In other words "There have been 20000 Palestinian deaths and 1000 Israeli deaths" is considered biased, and that sentence should have used the word "Palestinian" twenty times because there were twenty times as many deaths.

[–] Linkerbaan@lemmy.world 2 points 10 months ago (1 children)

I'm unsure what your point is.

This is only in the first six weeks, current bias against Palestinians is even higher.

The Intercept doesn't report on the deaths. It's not a classic "news" site in the way these papers are. They mainly break scandals and leaks such as CNN and the IDF Censor .

[–] FlowVoid@lemmy.world 2 points 10 months ago* (last edited 10 months ago) (1 children)
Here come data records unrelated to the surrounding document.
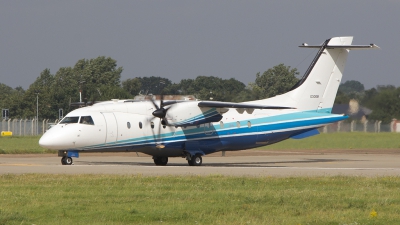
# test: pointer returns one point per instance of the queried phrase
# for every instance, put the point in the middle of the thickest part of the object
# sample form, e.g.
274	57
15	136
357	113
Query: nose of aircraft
57	138
47	141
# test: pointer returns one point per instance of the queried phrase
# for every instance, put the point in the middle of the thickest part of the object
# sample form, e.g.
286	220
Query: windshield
86	120
72	119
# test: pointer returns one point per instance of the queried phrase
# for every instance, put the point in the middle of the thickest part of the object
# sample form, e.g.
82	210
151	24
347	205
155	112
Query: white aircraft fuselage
192	129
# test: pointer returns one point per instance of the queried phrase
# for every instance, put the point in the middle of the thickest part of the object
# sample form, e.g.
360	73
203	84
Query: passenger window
72	119
86	120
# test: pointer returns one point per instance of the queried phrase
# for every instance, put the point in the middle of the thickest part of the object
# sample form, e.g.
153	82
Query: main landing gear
195	160
160	161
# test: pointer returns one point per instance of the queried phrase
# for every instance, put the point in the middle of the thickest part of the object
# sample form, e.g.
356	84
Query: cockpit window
72	119
86	120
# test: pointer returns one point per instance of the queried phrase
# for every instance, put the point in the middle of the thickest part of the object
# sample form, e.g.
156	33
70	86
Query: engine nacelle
190	114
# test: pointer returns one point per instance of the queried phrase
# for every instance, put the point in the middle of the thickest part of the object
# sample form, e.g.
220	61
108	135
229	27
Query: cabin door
111	127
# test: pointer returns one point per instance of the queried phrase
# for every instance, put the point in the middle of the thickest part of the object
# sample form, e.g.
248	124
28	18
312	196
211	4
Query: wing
213	104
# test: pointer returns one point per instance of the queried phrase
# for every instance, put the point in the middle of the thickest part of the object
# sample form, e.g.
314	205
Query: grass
21	145
135	199
355	140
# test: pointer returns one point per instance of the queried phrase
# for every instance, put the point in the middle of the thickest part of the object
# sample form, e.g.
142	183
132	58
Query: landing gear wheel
66	160
160	161
196	160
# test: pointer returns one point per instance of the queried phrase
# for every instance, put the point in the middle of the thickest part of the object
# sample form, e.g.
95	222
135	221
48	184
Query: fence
358	126
25	127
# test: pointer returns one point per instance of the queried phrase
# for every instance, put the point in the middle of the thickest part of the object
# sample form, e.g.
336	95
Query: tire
160	161
66	160
196	160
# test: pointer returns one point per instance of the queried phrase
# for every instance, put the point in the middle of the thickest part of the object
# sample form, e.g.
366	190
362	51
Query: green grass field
356	140
133	199
21	145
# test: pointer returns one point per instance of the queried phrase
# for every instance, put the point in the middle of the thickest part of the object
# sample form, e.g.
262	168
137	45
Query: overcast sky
184	39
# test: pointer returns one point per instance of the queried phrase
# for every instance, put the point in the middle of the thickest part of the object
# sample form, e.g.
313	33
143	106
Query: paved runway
252	163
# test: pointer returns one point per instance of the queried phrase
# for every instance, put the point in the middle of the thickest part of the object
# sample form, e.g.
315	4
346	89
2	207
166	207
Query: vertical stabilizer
317	89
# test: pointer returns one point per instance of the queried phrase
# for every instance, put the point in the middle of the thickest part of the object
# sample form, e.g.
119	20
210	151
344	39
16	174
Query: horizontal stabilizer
213	104
349	47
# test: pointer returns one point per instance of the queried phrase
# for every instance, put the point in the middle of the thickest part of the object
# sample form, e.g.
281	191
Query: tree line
99	79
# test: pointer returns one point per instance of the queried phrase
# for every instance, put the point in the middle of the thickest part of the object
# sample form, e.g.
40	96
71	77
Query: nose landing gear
66	160
67	156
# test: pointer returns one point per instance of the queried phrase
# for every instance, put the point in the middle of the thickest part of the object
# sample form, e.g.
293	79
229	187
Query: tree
132	86
209	87
385	104
92	74
351	86
153	85
275	81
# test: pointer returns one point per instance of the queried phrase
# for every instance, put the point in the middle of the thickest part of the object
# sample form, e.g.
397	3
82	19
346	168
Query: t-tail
317	89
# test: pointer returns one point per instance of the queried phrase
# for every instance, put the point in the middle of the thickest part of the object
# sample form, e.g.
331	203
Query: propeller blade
154	103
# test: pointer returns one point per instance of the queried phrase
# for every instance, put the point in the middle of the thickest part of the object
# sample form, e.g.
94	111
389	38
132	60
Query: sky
183	39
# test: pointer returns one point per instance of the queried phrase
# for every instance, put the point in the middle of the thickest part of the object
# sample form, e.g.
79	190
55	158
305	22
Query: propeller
161	111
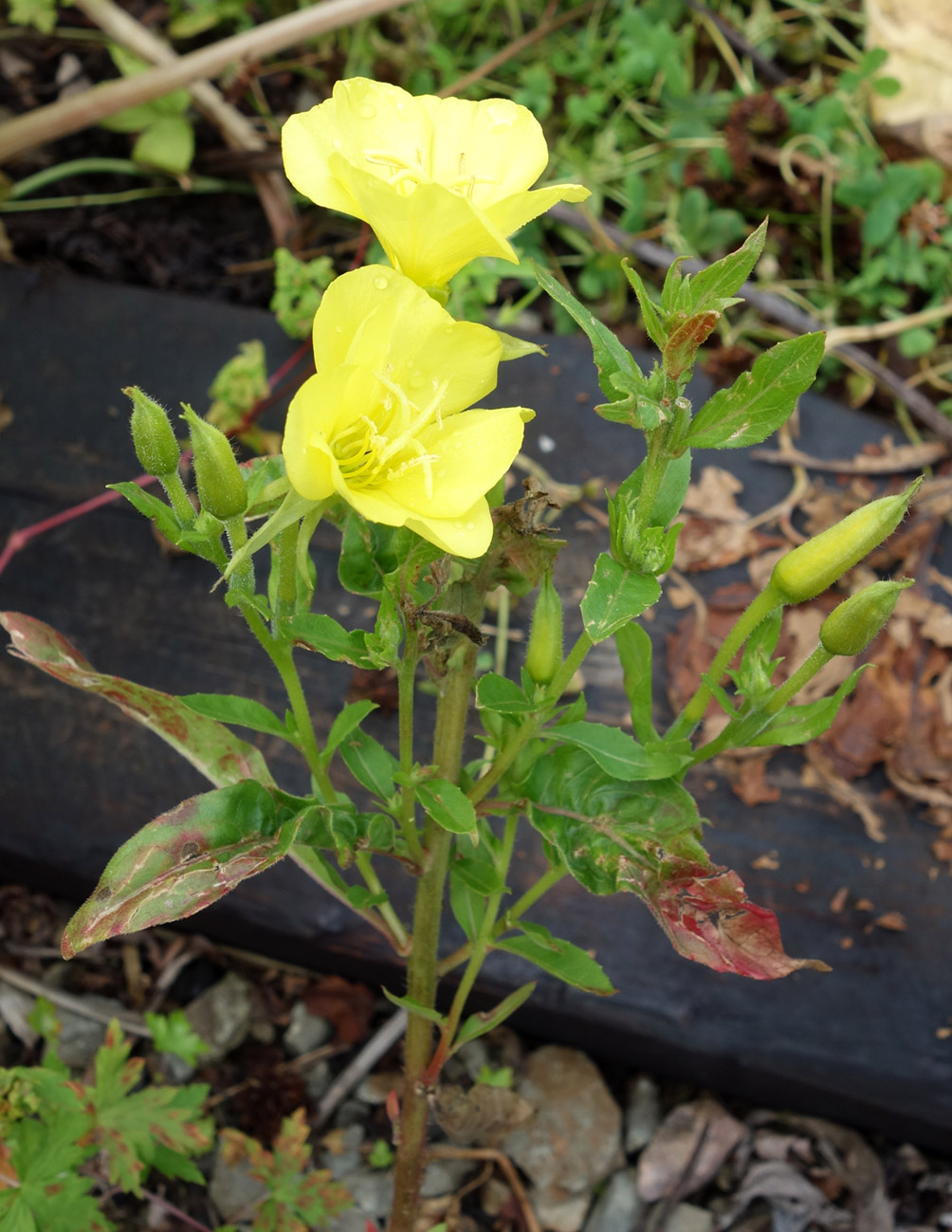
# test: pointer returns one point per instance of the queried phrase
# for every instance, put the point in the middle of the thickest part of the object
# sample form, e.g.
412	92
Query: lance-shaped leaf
184	860
759	400
646	840
211	748
708	918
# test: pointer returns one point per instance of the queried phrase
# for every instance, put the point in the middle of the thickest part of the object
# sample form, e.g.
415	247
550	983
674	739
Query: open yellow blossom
383	420
440	180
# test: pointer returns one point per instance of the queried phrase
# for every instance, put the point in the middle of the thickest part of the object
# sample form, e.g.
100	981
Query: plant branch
71	115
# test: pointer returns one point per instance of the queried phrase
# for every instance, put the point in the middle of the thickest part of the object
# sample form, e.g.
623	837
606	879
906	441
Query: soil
699	1161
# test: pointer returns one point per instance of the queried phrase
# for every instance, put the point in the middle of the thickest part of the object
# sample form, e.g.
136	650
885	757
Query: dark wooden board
858	1043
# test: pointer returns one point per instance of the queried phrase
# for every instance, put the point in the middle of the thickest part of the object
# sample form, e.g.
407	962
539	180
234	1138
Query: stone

The Intercept is measuring "bias" by comparing the ratio of Palestinians/Israeli deaths to the ratio of using the words "Palestinian" and "Israeli" in the media.

Which means according to the Intercept, if CNN writes "There have been 20000 Palestinian deaths and 1000 Israeli deaths" then this is another example of bias, because CNN only used "Palestinian" once in that sentence. Which is nonsense.